3.  **Feature Relevance:** User activity, tenure, popularity (fans), item daily engagement metrics (like play progress), and item categories (number of tags) show potential relationships with the target and user/item activity. Temporal features (hour, day of week, video age) are also important.
4.  **Data Quality:** The `item_daily_features` file contained duplicate entries for `(video_id, date)`, which needed to be handled in the main data preparation pipeline to prevent issues during merges.

**Implications for Modeling & Feature Engineering:**
- The choice of a two-stage model (ALS for candidates, LightGBM for ranking) is well-supported. ALS handles sparsity for candidate generation, and LightGBM can leverage the rich feature set for fine-grained ranking.

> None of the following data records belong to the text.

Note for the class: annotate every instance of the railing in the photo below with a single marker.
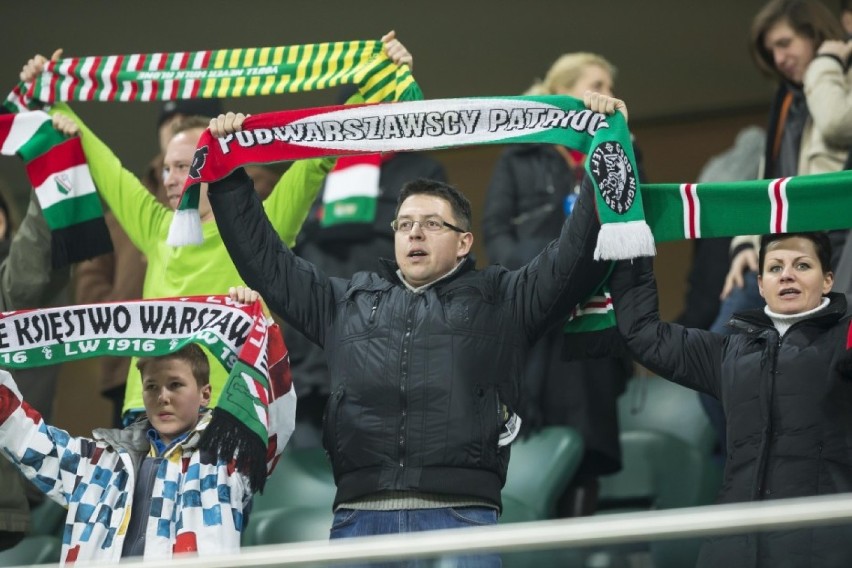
(565, 533)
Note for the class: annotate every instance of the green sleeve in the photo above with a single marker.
(137, 211)
(290, 201)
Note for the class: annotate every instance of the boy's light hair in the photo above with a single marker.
(192, 354)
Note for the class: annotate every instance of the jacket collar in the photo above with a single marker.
(754, 320)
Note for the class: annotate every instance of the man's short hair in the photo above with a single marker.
(458, 202)
(191, 354)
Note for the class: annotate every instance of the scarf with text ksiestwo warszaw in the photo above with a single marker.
(256, 411)
(59, 172)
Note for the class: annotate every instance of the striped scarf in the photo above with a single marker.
(57, 170)
(257, 407)
(223, 73)
(78, 228)
(426, 125)
(818, 202)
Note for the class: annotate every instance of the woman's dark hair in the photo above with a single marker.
(821, 242)
(808, 18)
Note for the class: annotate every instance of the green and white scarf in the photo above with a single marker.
(257, 407)
(818, 202)
(433, 124)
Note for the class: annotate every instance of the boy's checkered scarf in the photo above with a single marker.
(248, 419)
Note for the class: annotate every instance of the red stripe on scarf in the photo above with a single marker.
(9, 403)
(113, 77)
(54, 79)
(75, 81)
(61, 157)
(690, 202)
(93, 74)
(6, 121)
(777, 225)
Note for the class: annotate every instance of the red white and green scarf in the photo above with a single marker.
(256, 411)
(724, 209)
(427, 125)
(79, 231)
(56, 167)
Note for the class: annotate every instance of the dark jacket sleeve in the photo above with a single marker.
(691, 357)
(500, 206)
(562, 275)
(291, 286)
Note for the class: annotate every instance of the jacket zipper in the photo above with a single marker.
(403, 377)
(769, 430)
(375, 307)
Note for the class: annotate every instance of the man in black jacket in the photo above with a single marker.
(426, 355)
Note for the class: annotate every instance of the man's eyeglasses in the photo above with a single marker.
(430, 224)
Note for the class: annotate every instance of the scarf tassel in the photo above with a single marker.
(186, 227)
(622, 241)
(229, 439)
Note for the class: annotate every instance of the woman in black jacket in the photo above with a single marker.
(784, 383)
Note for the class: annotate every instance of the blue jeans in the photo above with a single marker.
(353, 523)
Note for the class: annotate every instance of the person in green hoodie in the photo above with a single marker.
(195, 269)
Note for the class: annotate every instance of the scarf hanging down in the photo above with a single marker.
(256, 410)
(433, 124)
(57, 170)
(722, 209)
(78, 229)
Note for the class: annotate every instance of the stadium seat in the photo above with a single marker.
(296, 503)
(47, 519)
(302, 478)
(540, 469)
(290, 524)
(39, 549)
(667, 448)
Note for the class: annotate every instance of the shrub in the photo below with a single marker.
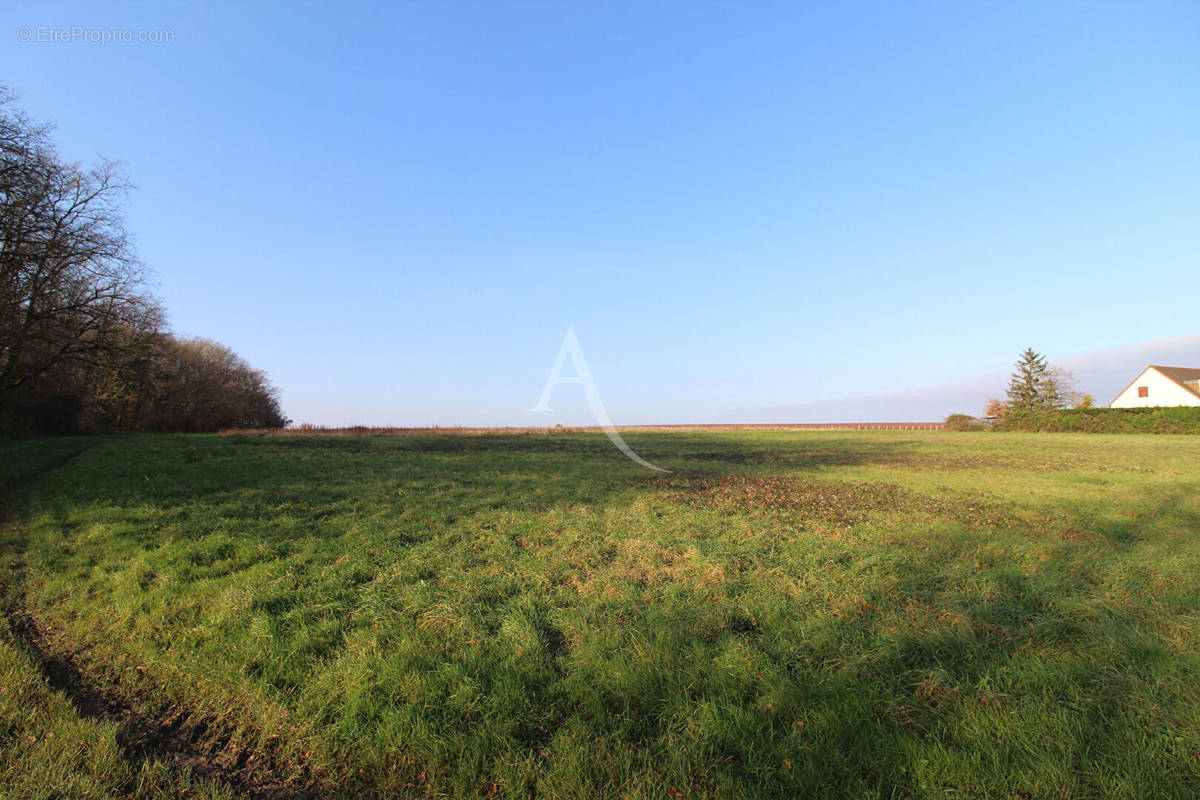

- The feature engineering steps in the main data preparation notebook (e.g., creating ratios from daily stats, calculating video age, extracting temporal features) are justified by the patterns observed here.
- The selected features (`user_active_degree`, `fans_user_num`, `register_days`, `onehot_feat*` for users; `num_item_tags`, daily ratios, `video_age_days`, `author_id`, `video_type` for items) seem like a good starting point.

This EDA provides a foundation for the choices made in subsequent data preparation, model training, and evaluation notebooks.